Directed by John Moore

In our End Times culture it only makes sense that Rupert Murdoch-owned Twentieth Century Fox would reuse one of their own reactionary moneymakers to further stoke the fires of eschatological fear. The original Omen successfully exploited religious superstition for its scares, but the film’s Book of Revelations preposterousness has also long been overshadowed by Rosemary’s Baby and The Exorcist, the unjustly more iconic late-60s to mid-70s demonic child horror movies. If the almost entirely faithful remake works, then, it also leaves one slightly unsatisfied enough to want to (re)discover the Richard Donner 1976 masterpiece — and thus John Moore’s “update” isn’t entirely superfluous.

It’s also quite excellent in a workmanlike manner. Knowing enough not to disturb the original’s tense narrative build and haunting atmosphere, screenwriter David Seltzer and Moore stick with the elements that make the story of an American diplomat who unwittingly adopts the son of the devil genuinely unsettling. The violent, sometimes shocking set-pieces may be rushed and the actors (aside from a delightfully wicked turn by Rosemary’s Mia Farrow as Satan’s favorite nanny) less convincing, but it’s all there — the birthday party suicide, the impaled priest, the creepy kid — playing on your primitive nightmares like a perfectly delivered church sermon.

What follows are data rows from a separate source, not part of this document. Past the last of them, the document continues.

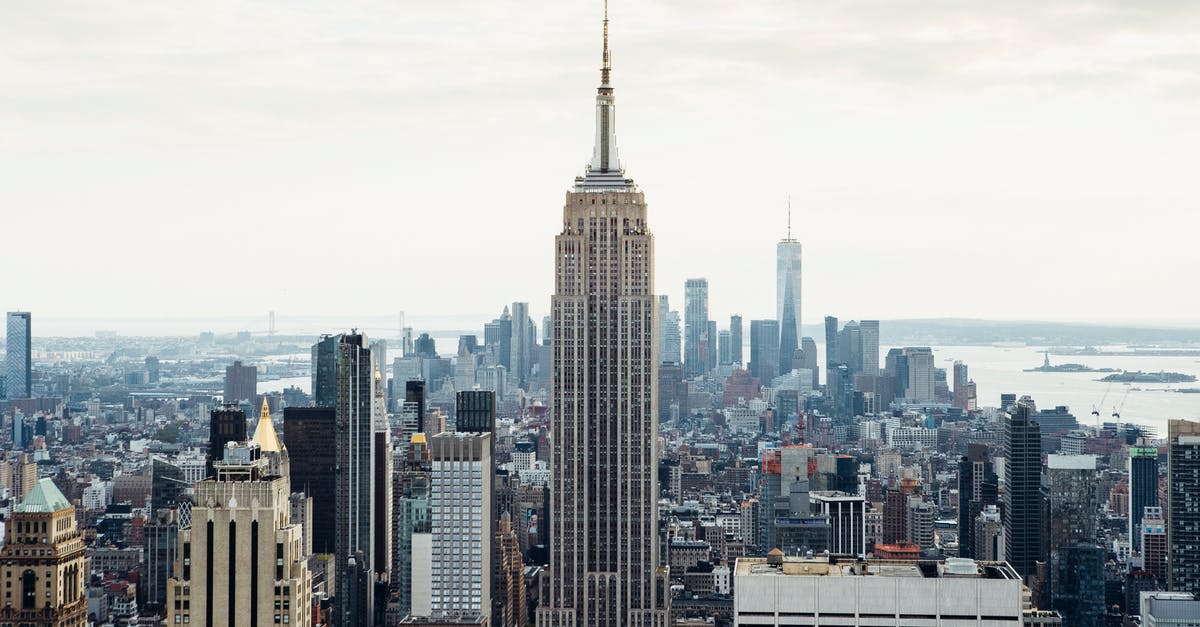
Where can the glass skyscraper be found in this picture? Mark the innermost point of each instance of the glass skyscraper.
(18, 359)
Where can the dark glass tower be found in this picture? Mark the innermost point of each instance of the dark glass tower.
(475, 411)
(355, 495)
(324, 371)
(414, 392)
(307, 433)
(1143, 489)
(18, 356)
(1183, 514)
(1024, 526)
(227, 424)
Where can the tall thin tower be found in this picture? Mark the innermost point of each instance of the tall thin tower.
(787, 296)
(604, 524)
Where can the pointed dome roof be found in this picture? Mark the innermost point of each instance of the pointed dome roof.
(264, 434)
(45, 497)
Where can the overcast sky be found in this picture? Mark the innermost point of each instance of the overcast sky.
(1021, 160)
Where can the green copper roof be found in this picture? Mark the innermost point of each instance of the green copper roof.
(45, 497)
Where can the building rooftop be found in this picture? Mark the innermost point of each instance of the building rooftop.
(45, 497)
(833, 566)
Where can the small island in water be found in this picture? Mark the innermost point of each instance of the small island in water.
(1068, 368)
(1150, 377)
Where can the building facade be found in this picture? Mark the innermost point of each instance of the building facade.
(18, 356)
(1183, 506)
(461, 525)
(43, 563)
(604, 562)
(1023, 497)
(241, 562)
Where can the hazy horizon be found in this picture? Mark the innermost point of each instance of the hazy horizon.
(996, 161)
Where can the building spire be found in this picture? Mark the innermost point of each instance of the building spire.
(606, 69)
(604, 172)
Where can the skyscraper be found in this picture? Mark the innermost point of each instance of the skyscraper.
(475, 411)
(324, 371)
(226, 424)
(787, 296)
(1143, 489)
(307, 433)
(870, 338)
(241, 383)
(978, 488)
(18, 357)
(461, 525)
(765, 350)
(355, 495)
(670, 339)
(1077, 562)
(736, 339)
(1023, 497)
(604, 563)
(523, 338)
(243, 561)
(1183, 506)
(832, 350)
(921, 375)
(695, 327)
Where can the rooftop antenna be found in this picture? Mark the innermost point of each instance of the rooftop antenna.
(789, 213)
(607, 66)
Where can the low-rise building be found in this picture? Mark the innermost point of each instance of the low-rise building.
(779, 590)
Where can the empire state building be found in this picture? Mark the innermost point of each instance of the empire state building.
(604, 563)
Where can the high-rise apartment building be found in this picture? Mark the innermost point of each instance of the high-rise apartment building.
(670, 338)
(1143, 489)
(978, 488)
(736, 340)
(241, 383)
(1023, 497)
(922, 372)
(869, 330)
(508, 578)
(604, 538)
(307, 434)
(1183, 506)
(18, 356)
(765, 350)
(461, 489)
(43, 563)
(413, 520)
(475, 411)
(1077, 562)
(243, 560)
(1153, 543)
(787, 297)
(324, 371)
(695, 323)
(832, 350)
(226, 424)
(361, 503)
(809, 346)
(523, 339)
(725, 347)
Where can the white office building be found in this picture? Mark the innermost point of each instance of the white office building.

The only controversial addition is a prelude aligning the advent of the Antichrist to recent large-scale tragedies, 9/11 and Hurricane Katrina included. Whether tasteless or not, accounting for such politically charged events in purely biblical terms evokes the Bushist doctrine of Manichean ignorance even more strongly than the simple existence of a millennial Omen remake. Perhaps the film’s suggestion that the Antichrist will use politics — in particular, the presidency — for his rise to power evens things out.